While she was waiting for her bag, she scanned the story in USA Today again. What did she expect to find? She had practically memorized the damn story on the flight from Miami. She supposed that she was trying to find an answer when there was no answer. The actual story of Eve’s kidnapping and murder was fairly cut-and-dried. The murderer had obviously been unbalanced and ignited explosives at a ghost town in Colorado, where he had been holding Eve captive. Since the details were sparse, they had concentrated on Eve Duncan herself. Her background, her accomplishments, quotes from famous law-enforcement officials who had used her services. All were very worth reading, Catherine thought bitterly. It wasn’t often that the media got a chance to spotlight a genuinely good person. Eve had been an illegitimate child born in the slums who had given birth herself at sixteen to a little girl, Bonnie. The child had changed her life. Eve had finished her education and straightened out her mother, who was on drugs. Then the world had come crashing down when her Bonnie, seven years old, had been kidnapped and killed. Yet Eve hadn’t let it destroy her. She had gone back to school and studied forensic sculpting. Since then, she had become perhaps the most skilled forensic sculptor in the world. She had brought closure to thousands of families whose children would never have been identified without her help.
Never let a good deed go unpunished, Catherine thought. That old adage was too true in Eve’s case.

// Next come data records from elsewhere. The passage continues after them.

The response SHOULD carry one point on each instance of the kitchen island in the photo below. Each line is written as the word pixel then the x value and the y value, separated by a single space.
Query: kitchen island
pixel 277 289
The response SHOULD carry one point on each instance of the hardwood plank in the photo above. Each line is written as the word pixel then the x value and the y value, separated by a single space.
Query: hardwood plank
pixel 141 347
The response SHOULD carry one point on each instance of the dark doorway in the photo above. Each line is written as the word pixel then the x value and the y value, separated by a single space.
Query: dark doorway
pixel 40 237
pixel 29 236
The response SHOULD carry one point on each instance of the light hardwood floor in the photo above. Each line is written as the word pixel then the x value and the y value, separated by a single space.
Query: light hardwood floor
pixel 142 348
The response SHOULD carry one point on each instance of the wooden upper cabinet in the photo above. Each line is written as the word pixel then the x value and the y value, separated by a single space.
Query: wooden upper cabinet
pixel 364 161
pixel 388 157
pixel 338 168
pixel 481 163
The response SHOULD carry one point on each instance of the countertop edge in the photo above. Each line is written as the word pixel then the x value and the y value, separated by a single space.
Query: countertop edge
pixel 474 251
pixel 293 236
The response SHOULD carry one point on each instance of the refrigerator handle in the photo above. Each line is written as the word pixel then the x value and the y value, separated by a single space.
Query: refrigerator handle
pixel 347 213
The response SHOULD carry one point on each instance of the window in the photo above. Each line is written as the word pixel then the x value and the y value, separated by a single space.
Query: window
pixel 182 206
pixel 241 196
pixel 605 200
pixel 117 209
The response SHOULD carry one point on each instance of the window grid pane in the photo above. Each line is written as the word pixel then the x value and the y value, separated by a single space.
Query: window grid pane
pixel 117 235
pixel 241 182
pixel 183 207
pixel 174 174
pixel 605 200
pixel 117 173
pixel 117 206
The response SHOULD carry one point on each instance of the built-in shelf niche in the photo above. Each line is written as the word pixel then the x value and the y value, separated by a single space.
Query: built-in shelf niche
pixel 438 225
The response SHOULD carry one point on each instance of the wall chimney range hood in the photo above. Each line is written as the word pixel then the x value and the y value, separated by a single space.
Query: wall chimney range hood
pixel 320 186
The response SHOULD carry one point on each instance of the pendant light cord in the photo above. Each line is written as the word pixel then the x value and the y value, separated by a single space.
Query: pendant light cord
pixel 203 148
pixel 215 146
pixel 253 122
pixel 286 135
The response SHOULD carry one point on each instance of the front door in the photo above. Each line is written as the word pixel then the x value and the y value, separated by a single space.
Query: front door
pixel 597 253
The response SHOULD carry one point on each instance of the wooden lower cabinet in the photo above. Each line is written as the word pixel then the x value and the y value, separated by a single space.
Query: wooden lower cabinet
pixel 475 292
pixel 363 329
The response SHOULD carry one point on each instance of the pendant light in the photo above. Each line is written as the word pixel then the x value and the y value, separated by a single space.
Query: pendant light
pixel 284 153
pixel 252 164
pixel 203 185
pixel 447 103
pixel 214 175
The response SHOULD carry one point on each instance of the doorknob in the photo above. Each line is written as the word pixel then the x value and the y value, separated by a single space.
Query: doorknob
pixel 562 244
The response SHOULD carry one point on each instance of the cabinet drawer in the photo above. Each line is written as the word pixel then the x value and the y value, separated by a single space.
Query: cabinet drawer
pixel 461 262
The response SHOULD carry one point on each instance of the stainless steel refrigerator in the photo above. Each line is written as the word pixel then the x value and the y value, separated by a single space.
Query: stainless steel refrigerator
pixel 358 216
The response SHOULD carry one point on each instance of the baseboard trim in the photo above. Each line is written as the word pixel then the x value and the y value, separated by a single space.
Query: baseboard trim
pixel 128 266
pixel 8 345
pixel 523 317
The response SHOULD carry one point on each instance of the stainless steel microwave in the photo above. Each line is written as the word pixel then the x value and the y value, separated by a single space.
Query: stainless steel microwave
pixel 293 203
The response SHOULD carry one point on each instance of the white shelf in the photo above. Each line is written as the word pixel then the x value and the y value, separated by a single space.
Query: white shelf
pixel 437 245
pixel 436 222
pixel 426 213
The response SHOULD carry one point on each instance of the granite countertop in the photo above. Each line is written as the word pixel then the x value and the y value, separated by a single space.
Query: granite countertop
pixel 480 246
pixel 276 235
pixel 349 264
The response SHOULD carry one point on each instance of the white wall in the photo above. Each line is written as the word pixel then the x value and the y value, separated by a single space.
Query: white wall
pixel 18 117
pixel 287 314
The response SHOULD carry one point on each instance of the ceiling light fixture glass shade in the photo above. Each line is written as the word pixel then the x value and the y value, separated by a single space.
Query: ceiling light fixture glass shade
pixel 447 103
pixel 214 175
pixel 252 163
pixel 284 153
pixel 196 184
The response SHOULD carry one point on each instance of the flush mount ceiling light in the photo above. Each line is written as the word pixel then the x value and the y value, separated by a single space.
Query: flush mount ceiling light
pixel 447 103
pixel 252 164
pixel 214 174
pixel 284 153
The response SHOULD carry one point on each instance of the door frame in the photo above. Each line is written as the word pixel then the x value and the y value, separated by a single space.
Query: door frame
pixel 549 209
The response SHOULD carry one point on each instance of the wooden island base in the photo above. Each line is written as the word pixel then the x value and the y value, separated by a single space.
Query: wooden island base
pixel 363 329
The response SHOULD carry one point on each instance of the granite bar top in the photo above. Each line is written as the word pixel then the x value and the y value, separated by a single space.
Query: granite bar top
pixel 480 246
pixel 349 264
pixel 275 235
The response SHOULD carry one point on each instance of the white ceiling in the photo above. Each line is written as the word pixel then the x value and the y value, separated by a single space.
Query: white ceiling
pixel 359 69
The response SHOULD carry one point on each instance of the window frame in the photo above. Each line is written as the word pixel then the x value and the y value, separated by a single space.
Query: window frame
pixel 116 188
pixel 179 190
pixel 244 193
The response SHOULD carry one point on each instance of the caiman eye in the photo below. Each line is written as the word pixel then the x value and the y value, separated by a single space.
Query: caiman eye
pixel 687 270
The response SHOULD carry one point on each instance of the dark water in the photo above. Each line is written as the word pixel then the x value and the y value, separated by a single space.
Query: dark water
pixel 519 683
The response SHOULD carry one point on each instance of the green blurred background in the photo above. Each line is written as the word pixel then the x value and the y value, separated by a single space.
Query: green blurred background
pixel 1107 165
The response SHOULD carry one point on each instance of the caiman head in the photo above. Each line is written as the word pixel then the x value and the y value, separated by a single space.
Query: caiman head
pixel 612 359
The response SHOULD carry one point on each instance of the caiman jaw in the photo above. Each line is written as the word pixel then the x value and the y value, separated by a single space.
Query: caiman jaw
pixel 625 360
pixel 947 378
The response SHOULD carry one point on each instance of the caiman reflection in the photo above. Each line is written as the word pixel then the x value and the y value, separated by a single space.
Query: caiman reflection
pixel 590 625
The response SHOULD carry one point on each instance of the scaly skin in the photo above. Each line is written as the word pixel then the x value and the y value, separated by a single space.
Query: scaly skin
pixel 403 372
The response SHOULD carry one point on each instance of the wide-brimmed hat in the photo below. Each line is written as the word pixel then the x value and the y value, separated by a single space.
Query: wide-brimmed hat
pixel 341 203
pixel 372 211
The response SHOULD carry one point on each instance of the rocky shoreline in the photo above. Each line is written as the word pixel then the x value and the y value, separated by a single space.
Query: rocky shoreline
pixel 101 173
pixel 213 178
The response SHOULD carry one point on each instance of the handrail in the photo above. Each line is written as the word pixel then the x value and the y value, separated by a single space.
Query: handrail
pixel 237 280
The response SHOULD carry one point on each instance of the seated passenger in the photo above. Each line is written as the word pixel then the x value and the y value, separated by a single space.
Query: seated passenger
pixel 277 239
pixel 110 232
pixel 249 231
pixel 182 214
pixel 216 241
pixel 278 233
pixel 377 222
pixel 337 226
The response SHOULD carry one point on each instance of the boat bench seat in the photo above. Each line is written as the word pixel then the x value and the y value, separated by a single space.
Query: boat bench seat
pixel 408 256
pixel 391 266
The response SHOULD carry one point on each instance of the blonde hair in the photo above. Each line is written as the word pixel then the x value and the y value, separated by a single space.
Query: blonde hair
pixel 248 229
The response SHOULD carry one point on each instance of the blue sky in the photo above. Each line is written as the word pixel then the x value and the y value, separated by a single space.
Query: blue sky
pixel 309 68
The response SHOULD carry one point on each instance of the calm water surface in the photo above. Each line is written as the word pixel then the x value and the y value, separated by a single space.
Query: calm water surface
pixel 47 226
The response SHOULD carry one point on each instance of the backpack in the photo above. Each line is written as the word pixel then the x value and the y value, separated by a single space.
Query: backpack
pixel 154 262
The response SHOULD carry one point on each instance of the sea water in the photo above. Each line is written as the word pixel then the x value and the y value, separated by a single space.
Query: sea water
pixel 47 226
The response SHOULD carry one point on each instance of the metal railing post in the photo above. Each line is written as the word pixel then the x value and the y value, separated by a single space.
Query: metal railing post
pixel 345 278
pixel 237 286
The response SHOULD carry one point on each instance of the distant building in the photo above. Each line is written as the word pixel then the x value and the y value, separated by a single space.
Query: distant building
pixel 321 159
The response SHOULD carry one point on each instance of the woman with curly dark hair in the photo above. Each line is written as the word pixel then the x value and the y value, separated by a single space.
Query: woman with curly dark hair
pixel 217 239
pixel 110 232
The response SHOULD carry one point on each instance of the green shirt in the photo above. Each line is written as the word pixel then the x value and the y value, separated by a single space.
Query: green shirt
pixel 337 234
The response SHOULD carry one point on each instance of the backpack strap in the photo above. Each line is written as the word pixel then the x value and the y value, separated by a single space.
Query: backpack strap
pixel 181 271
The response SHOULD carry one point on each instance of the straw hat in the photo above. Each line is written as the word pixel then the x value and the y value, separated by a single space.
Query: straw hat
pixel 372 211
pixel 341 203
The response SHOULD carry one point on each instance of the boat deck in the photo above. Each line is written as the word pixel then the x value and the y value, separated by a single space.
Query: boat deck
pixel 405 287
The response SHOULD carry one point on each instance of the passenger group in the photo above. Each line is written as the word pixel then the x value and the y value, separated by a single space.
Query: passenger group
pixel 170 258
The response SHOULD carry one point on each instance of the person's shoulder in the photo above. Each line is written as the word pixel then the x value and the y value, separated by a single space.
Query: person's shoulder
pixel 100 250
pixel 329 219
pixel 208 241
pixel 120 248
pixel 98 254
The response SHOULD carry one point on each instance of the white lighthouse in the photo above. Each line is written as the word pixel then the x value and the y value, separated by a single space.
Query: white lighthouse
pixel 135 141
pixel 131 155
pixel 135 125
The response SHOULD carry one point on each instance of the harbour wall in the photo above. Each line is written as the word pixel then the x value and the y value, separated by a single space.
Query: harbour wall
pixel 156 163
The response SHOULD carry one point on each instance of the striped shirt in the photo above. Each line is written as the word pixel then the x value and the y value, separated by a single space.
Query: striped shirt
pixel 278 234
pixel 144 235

And, dammit, she was misting up again. She closed her computer and jammed it in her carry-on bag. She grabbed her phone and tried Joe Quinn again. Voice mail. She’d called him from the Miami Airport as soon as she’d read the story about Eve’s memorial service being held today. It had gone to voice mail then, too. She’d left a message, but he hadn’t called back. Maybe he didn’t want to talk to her, she thought. Why should he? He had loved Eve with every ounce of his being, and he thought Catherine hadn’t even cared enough to try to find her when that monster, Doane, had kidnapped her.
I cared, Joe. God, how I care. I would have come.
She wanted to kill Venable.
She might do it if he didn’t have an explanation that she could tolerate.
And she wanted to release the tears that she had been forcing back since she’d read that damn news story. Her friend was dead, and, somehow, she felt as if it was her fault, that if she’d known, she might have been able to stop it. Lord, her eyes were stinging.
Not here. Not now.
When she was alone with her thoughts and memories of Eve and had gotten through this memorial service.
Not even a funeral because that crazy bastard had blown them both to bits.